Das Herz einer Stadt ist ihr Markt. So verschlägt es uns zuerst zum Mercato Orientale, der unweit des Stadtzentrums liegt. Wir lieben das frische und exotische Angebot solcher Märkte und sie zeigen die volle Palette an Kulinarik der jeweiligen Region. Die Farben und Formen von Gemüse und Obst sind dabei besonders farbenprächtige Motive für das Reisefotobuch.
Zwischen den historischen Gassen, die sich eng aneinander schmiegen, entfaltet sich das ganze Leben. Häuser drücken sich an Häuser, hin und wieder schafft eine Piazza etwas Raum und Luft. Ein Labyrinth, das Abbild der Welt im Kleinen. Wir wechseln von Gassen mit Szenebars zu Gassen mit touristischen Handwerksläden. Dahinter das Rotlicht-Viertel: Hier stehen die Häuser so dicht, dass kaum Licht bis zum Boden fällt. Es riecht nach Fäkalien. Müde Frauen stehen in hohen Schuhen gelangweilt in dunklen Ecken. Nicht weit entfernt: die Kathedrale von Genua, bewacht von zwei Löwen am unteren Ende der Steintreppe.
Genua ist keine grüne Stadt. Mit dem historischen Aufzug, dem Ascensore Castelletto Levante, fahren wir hinauf zu einem Aussichtspunkt. Von hier aus könnte man sagen: Genua ist auch keine schöne Stadt. Und doch gefällt sie uns. Vielleicht gerade wegen ihrer Schmuddeligkeit, ihres Chaos und all des Lebens auf so engem Raum. Und gewiss, weil Genua für uns das Tor zur Welt ist.
Mit Espresso und Eis gestärkt, schlendern wir schließlich hinunter zum Hafen. Wir sehen viele Autos, mehrspurige Straßen, wenige Einheimische, dafür umso mehr Afrikaner, die wohl hier gestrandet sind und mit verschiedenen Tricks versuchen, etwas Geld zu verdienen. Ein leichter Nieselregen setzt ein.
Am späten Abend hat sich die Sonne wieder hervorgekämpft. Die Straße zum Fährhafen ist gesperrt, die Umleitung ist notdürftig ausgeschildert, sodass wir Extrarunden drehen müssen, bis wir endlich die Hafeneinfahrt finden. Im Bauch des Schiffes findet Herr Lux seinen Platz für die Nacht und wir beziehen unsere Kabine. Noch vor einem Jahr hätten wir uns diesen Luxus nicht gegönnt und so wie manch anderer Passagier in einer Ecke auf dem Boden des Atriums geschlafen. Mit Baby keine Option mehr.

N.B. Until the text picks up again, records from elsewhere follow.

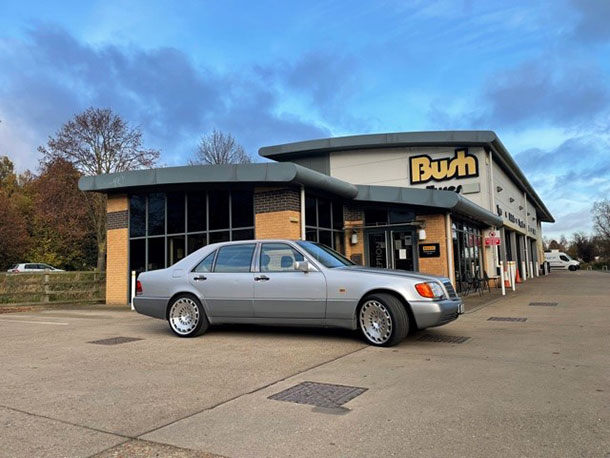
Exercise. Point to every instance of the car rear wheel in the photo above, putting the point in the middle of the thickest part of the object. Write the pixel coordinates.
(186, 317)
(383, 320)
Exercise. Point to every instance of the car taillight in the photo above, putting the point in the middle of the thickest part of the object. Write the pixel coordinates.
(429, 290)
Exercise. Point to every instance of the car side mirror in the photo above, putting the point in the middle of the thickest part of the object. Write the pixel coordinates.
(303, 266)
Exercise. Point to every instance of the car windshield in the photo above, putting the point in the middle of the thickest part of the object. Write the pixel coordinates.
(324, 255)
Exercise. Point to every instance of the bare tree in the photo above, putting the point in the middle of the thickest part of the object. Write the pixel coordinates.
(219, 148)
(98, 141)
(601, 218)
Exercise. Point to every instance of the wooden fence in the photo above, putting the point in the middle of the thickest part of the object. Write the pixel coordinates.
(52, 287)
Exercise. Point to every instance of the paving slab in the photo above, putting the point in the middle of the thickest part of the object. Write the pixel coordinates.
(27, 435)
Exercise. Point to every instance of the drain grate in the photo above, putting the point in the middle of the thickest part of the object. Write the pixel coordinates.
(115, 340)
(506, 318)
(319, 394)
(442, 338)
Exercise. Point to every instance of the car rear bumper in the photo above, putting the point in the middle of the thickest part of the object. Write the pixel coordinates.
(151, 306)
(438, 313)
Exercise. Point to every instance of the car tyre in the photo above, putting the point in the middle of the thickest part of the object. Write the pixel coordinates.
(186, 316)
(383, 320)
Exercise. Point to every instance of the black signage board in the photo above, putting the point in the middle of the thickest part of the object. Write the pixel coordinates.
(429, 250)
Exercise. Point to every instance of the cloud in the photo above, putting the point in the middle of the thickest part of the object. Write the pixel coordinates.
(560, 94)
(49, 76)
(569, 179)
(593, 22)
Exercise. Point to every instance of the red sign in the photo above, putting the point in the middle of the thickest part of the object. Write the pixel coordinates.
(492, 240)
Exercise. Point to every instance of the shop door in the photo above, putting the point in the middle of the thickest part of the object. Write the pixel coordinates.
(377, 249)
(391, 249)
(403, 250)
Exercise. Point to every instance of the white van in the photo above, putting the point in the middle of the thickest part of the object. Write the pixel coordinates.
(559, 260)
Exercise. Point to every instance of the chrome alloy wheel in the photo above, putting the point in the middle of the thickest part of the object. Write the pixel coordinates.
(376, 322)
(184, 316)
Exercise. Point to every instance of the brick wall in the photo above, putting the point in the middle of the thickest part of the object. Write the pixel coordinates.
(435, 233)
(276, 199)
(277, 213)
(278, 225)
(117, 249)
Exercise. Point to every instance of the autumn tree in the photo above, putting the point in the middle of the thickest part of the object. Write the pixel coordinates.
(219, 148)
(583, 247)
(14, 239)
(98, 141)
(63, 235)
(601, 218)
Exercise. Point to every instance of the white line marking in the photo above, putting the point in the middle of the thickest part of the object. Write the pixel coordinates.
(35, 322)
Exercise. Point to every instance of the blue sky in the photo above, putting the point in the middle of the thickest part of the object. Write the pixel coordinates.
(537, 73)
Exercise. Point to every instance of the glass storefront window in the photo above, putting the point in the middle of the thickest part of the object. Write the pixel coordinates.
(219, 209)
(137, 215)
(466, 253)
(164, 228)
(175, 212)
(197, 212)
(156, 213)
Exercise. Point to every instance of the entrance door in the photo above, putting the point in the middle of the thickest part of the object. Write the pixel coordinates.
(389, 249)
(377, 248)
(403, 250)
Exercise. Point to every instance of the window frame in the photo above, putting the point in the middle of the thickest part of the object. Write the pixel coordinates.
(260, 256)
(252, 258)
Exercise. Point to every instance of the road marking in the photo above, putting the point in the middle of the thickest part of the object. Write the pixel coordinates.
(35, 322)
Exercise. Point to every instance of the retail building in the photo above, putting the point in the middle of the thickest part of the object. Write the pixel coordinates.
(424, 201)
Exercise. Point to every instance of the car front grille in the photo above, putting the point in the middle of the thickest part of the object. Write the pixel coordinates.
(450, 290)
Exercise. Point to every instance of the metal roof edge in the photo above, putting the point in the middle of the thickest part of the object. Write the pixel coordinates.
(271, 172)
(447, 200)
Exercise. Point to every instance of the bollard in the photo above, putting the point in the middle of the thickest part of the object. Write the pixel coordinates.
(133, 287)
(502, 278)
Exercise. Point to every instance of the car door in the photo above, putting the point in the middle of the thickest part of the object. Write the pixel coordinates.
(226, 281)
(280, 291)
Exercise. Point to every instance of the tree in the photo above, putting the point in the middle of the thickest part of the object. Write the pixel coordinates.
(62, 232)
(14, 240)
(601, 218)
(219, 148)
(98, 141)
(583, 247)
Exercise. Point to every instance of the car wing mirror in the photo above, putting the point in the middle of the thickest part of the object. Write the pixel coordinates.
(303, 266)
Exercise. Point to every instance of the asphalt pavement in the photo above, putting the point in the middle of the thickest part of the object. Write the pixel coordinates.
(534, 381)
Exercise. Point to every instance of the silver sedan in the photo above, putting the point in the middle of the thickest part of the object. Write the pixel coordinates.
(284, 282)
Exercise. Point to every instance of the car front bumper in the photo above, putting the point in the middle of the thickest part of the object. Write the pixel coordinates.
(429, 314)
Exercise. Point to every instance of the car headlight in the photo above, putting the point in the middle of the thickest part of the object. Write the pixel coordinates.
(430, 290)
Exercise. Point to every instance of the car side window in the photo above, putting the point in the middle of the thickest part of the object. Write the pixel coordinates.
(279, 257)
(206, 264)
(234, 258)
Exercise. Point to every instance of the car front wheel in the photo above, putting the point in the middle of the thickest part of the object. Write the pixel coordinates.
(383, 320)
(186, 317)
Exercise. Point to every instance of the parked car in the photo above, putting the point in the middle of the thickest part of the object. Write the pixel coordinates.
(559, 260)
(33, 267)
(300, 283)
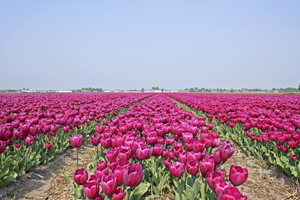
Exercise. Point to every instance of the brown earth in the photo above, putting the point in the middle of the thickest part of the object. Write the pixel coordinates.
(48, 181)
(266, 184)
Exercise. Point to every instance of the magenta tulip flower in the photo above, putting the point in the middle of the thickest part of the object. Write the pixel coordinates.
(48, 145)
(76, 140)
(220, 187)
(231, 194)
(119, 194)
(192, 167)
(206, 166)
(2, 147)
(237, 175)
(102, 164)
(293, 157)
(80, 176)
(157, 149)
(177, 169)
(29, 140)
(108, 185)
(213, 178)
(226, 152)
(95, 139)
(101, 172)
(143, 152)
(91, 189)
(118, 173)
(133, 175)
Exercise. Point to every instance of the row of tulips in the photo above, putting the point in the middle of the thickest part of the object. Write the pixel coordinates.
(279, 150)
(35, 127)
(157, 147)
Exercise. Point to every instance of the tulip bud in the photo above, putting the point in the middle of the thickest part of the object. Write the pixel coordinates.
(237, 175)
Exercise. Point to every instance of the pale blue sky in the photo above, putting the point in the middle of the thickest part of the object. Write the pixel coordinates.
(140, 44)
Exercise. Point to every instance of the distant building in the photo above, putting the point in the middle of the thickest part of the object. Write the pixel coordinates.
(64, 91)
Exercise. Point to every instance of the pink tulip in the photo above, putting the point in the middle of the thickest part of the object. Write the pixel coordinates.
(237, 175)
(177, 169)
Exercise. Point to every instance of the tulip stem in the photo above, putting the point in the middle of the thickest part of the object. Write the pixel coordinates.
(77, 157)
(179, 187)
(129, 193)
(214, 195)
(97, 151)
(192, 180)
(205, 184)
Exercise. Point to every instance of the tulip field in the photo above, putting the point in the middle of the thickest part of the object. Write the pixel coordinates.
(148, 145)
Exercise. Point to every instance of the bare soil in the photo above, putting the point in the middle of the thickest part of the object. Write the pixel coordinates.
(262, 183)
(48, 181)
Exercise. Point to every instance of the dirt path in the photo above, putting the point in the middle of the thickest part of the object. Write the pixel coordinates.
(48, 180)
(263, 184)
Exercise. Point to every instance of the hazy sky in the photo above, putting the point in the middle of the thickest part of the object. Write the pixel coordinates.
(139, 44)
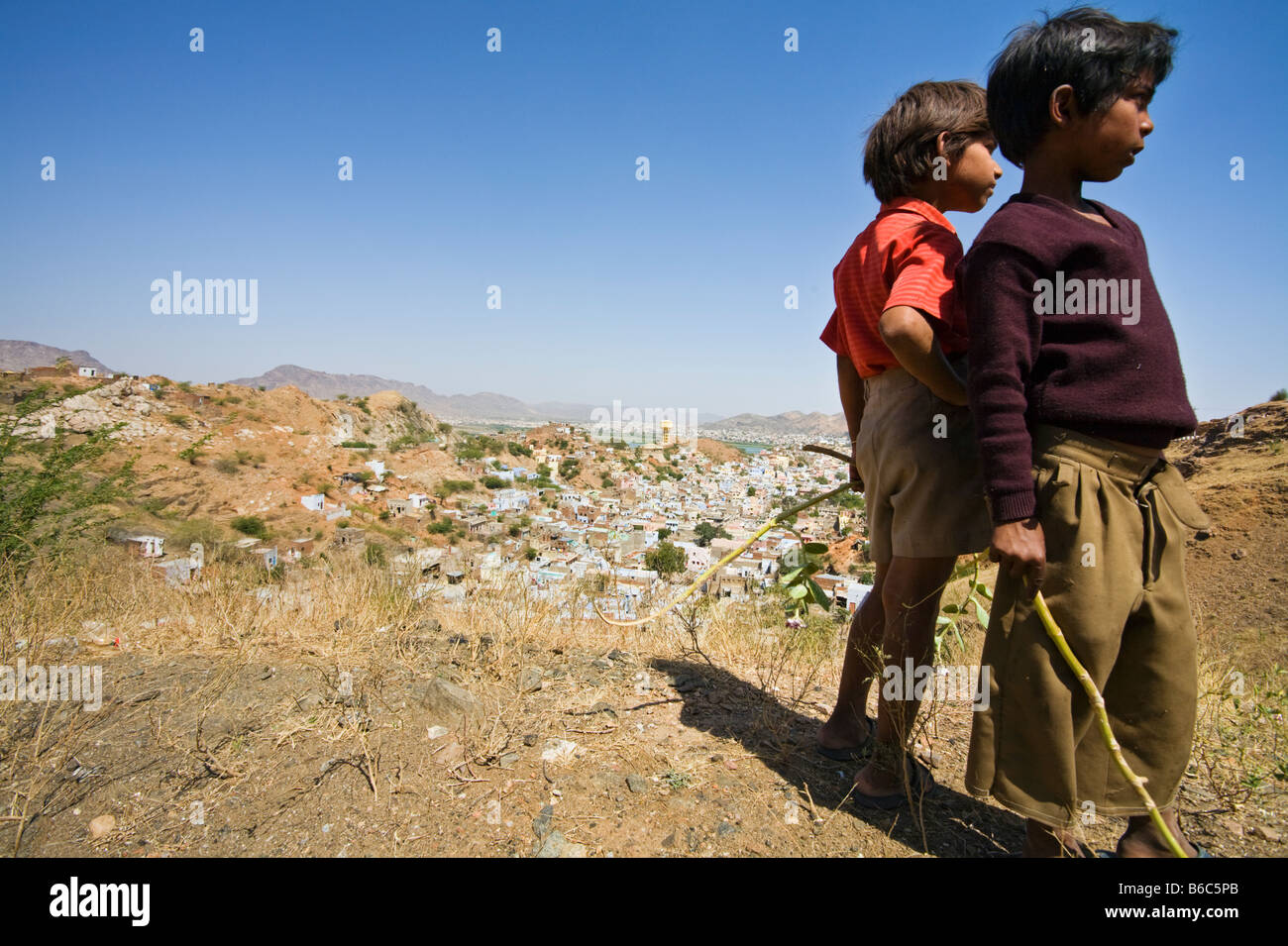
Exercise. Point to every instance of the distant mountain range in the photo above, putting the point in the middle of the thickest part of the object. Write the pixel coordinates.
(786, 424)
(17, 356)
(485, 405)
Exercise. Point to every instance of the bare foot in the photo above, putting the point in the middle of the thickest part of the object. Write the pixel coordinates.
(1142, 839)
(844, 731)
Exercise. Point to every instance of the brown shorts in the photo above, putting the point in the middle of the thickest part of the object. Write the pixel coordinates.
(1116, 528)
(919, 465)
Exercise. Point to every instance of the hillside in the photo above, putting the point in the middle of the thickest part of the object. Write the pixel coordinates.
(335, 714)
(17, 356)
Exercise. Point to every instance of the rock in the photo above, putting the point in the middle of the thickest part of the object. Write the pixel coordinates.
(552, 846)
(529, 681)
(450, 755)
(687, 683)
(541, 822)
(309, 700)
(1265, 833)
(102, 826)
(446, 700)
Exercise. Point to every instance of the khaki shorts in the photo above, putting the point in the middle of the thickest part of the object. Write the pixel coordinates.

Als die blaue Stunde einsetzt und wir aus dem Hafen gleiten, begeben wir uns auf das höchste Deck des Schiffes. Wir winken Genuas majestätischem Leuchtturm, während wir Kurs auf Sardinien nehmen.
Infos zu unserer Reise
Wenn ihr euer Fahrzeug nach Korsika, Sardinien, Sizilien oder Tunesien verschiffen wollt, ist Genua – von Deutschland kommend – der nächste Fährhafen. Obwohl uns Genua gut gefallen hat, sollte ein halber bis ganzer Tag für eine Stadtbesichtigung ausreichen. Lasst euch einfach durch die engen Gassen treiben, verirrt euch und besucht eines der kleinen Cafés in der Altstadt. Genießt eure Zeit auf dem Festland, bevor es mit dem Schiff weitergeht (was je nach Länge der Route und gewähltem Schlafplatz anstrengend bis komfortabel werden kann).
Falls Genua nicht auf eurem Weg liegen sollte, lohnt sich der Umweg dorthin vermutlich nicht. Der Verkehr in Genua fließt sehr zäh, die umliegenden Autobahnen sind überlastet und auch in der Stadt herrscht zu den Stoßzeiten vor allem Stillstand. Ein schneller Abstecher – morgens in die Stadt, nachmittags wieder raus – kann also in einer nervenaufreibenden Sache enden. Hier finden sich schönere Ausflugsziele.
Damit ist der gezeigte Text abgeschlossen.